PCB 37 (3,4, 4’-trichlorobiphenyl) increased apoptosis and modulated neuronal morphogenesis in primary rat cortical neuron-glia cocultures in a concentration-, sex-, age-, and CREB-dependent manner

Abstract

Higher-chlorinated (HC) polychlorinated biphenyls (PCBs) are known developmental neurotoxicants. In contrast, there are limited data regarding the developmental neurotoxicity of lower-chlorinated (LC) PCBs despite the increasing environmental prevalence and detection of LC-PCBs in contemporary human tissues, including the perinatal brain. This study characterized the neurotoxic effects of the LC-PCB congener PCB 37 in primary male and female rat cortical neuron-glia co-cultures. Cultures were exposed to varying concentrations of PCB 37 for 48 h beginning on day in vitro 0 or 7. Cell viability was assessed by measuring lactate dehydrogenase release into the culture medium and the percentage of live cells identified using Calcein-AM and Hoechst staining. Apoptosis was measured using fluorometric assays of caspase 3/7 activity and Annexin V binding. Axonal and dendritic growth were quantified in neurons immunostained for Tau-1 or transfected with MAP2B-red fluorescent protein, respectively, using automated image analysis protocols. At environmentally relevant concentrations (0.0001, 0.1, and 100 nM) that did not affect cell viability, PCB 37 caused sex-, age-, and concentration-dependent increases in apoptosis, axonal, and dendritic growth.

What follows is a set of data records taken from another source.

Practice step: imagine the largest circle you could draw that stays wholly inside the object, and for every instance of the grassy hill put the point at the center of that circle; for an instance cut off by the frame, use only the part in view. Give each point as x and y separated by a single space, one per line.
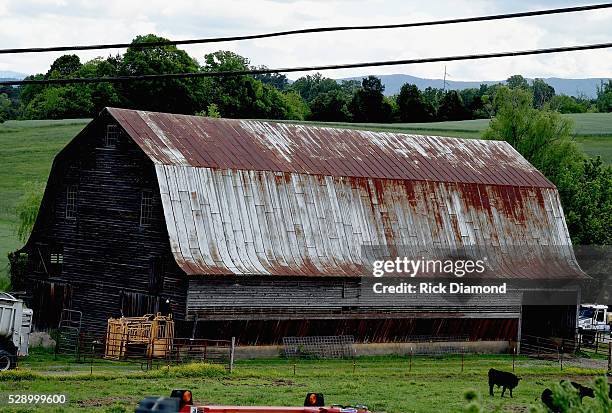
27 149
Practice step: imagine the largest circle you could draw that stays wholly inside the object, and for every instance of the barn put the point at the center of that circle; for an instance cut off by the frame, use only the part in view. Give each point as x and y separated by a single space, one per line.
256 229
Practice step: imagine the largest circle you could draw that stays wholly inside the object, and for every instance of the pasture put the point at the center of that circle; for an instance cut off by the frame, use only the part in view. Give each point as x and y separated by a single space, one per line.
384 383
27 149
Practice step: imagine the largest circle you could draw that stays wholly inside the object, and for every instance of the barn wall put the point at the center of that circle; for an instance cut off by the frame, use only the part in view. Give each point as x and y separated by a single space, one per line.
111 263
257 297
262 332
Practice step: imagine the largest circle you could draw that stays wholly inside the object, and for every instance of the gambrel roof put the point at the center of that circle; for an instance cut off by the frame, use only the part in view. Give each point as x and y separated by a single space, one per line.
263 198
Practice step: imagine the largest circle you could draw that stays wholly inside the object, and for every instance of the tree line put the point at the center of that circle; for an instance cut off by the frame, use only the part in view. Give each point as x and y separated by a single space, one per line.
267 96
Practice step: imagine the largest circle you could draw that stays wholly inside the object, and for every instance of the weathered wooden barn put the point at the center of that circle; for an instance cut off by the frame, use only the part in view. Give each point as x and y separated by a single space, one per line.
255 229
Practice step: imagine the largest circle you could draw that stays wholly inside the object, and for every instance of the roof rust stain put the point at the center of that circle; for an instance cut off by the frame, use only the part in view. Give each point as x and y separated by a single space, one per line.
279 199
267 146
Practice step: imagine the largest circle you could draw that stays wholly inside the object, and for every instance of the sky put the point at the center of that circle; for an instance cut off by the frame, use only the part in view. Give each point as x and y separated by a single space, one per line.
39 23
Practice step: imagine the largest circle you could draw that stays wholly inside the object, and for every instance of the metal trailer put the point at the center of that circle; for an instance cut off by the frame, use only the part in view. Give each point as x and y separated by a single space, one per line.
181 401
15 328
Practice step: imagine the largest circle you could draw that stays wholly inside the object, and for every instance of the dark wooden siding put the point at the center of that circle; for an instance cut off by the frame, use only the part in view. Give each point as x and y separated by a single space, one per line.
112 264
250 298
253 332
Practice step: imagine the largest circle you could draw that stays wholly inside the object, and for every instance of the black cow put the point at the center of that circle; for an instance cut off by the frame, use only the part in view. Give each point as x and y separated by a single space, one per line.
548 402
583 391
502 379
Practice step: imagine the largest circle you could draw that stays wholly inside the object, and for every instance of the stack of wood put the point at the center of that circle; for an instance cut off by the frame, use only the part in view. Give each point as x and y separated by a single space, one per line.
148 336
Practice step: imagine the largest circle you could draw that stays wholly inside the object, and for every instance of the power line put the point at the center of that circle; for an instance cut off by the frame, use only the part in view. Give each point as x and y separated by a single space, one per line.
116 79
310 30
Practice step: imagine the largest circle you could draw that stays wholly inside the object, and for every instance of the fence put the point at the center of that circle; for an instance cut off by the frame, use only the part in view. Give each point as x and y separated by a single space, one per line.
587 349
319 347
163 351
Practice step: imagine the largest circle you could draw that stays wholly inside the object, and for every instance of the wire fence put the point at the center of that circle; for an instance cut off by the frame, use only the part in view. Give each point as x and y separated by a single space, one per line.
90 349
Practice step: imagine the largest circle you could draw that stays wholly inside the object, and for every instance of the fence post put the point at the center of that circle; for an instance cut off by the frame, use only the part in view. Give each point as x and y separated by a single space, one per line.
609 357
410 365
232 354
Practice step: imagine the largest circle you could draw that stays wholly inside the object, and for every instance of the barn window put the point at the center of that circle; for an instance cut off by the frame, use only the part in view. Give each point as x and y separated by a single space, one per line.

Pretreatment with the CREB inhibitor 666–15 (500 nM) blocked the effects of PCB 37 on apoptosis and dendritic morphology but not axonal growth. These findings suggest that the pro-apoptotic and dendrite-promoting effects of PCB 37 are mediated by CREB signaling, but that CREB-independent mechanisms underlie PCB 37 effects on axonal growth. Overall, these findings identify PCB 37 as a potential developmental neurotoxicant and further support increasing evidence identifying CREB as a convergent mechanism of developmental neurotoxicity.